Interior is quite open about its policy view that it prefers fishways to alternative escapement remedies. It is, of course, entitled to a good deal of deference concerning its policy choice. That does not mean that Interior is not obliged to show some reasonable support for its determination to insist on that requirement in this case. It will not do to present only a "Field of Dreams" justification ("If you build it, they will come."). Interior's difficulty in this proceeding in which the key dispute is the appropriate escapement rate for alewives (Interior's concern for the other fish seems quite strained), is that it relies only on conclusory assertions. It does refer to a management plan put out by the Atlantic States Marine Fisheries Commission which allegedly concludes that the escapement rate for alewives should be between 40 and 75% of an annual run in order to rebuild and increase the run. This plan, unfortunately for Interior, is not in the record.4 Petitioner, in contrast, presented an expert's report dealing with the relevant biological data from various river systems including the Union River, which quite pointedly undermines Interior's opinion or prediction that a 315,000 escapement is justified. Under these circumstances, we think we must conclude that Interior has not provided reasonable support—"substantial evidence"—for its "finding" and its requirement is not "reasonably related to its goal."
* * * *
For the preceding reasons, FERC's order requiring Bangor to comply with Interior's fishway prescription is vacated.

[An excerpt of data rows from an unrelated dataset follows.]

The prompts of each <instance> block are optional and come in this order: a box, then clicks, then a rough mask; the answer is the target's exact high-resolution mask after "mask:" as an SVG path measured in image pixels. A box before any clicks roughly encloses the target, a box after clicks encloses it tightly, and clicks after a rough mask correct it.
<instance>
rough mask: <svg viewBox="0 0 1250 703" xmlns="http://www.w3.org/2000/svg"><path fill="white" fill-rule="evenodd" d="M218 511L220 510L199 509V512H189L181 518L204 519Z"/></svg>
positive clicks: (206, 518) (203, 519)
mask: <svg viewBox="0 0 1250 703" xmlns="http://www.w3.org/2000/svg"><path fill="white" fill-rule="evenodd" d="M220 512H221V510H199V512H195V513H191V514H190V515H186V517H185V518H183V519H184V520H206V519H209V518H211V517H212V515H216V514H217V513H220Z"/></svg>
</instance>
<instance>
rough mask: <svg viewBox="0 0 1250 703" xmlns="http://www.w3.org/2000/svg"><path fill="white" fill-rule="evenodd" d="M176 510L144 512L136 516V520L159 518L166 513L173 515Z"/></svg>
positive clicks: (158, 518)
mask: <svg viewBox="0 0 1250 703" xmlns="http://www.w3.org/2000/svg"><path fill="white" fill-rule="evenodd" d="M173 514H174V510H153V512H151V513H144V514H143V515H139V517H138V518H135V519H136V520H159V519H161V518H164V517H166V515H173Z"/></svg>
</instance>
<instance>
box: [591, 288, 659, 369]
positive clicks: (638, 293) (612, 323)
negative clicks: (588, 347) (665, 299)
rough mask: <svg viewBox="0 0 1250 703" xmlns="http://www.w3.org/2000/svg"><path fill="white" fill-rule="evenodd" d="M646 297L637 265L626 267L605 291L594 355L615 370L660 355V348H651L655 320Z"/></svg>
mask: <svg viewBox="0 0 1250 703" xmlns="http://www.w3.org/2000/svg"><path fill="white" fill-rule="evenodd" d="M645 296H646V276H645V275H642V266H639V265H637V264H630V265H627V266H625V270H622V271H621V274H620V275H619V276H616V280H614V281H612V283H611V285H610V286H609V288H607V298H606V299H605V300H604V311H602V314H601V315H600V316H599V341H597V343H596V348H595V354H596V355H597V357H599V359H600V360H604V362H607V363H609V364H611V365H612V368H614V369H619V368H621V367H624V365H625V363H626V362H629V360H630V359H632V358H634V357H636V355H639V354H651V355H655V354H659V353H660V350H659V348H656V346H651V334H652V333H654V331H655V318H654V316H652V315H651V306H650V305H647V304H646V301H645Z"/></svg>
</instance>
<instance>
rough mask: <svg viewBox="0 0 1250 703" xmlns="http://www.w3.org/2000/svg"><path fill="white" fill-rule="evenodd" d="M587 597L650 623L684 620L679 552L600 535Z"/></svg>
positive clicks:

1. The fish trapping facility is used for various fish management purposes.
2. Escondido concerned § 4(e), 16 U.S.C. § 797(e) (1985), which provides that licenses shall be subject to such conditions that are deemed necessary by the Secretary of the department which supervises a reservation "for the adequate protection and utilization of [that] reservation." The parties do not contest (nor could they) FERC's conclusion in Lynchburg, 39 F.E.R.C. P 61,079, that § 18 imposes a similar duty on the Commission to include fishway prescriptions imposed by the Secretary of Interior in licenses.
3. The APA's "substantial evidence" and "arbitrary and capricious" standard connotes the same substantive standard of review. The substantial evidence standard is "only a specific application of [the more general arbitrary and capricious review], separately recited in the APA not to establish a more rigorous standard of factual support but to emphasize that in the case of formal proceedings the factual support must be found in the closed record as opposed to elsewhere." Association of Data Processing Serv. Orgs., Inc. v. Board of Governors, 745 F.2d 677, 683 (D.C. Cir. 1984). See also Maryland People's Counsel v. FERC, 761 F.2d 768, 774 (D.C. Cir. 1985). But, the term "arbitrary and capricious" more naturally fits a determination of a mixed question of factfinding and policy implementation—which is what we have before us. See, e.g., Kisser v. Cisneros, 14 F.3d 615, 619 (D.C. Cir. 1994) (in applying the "arbitrary and capricious" standard a court examines whether there is a rational connection between the facts and the choice made).
4. Interior originally sought to add this report to the record on appeal but no longer attempts to do so.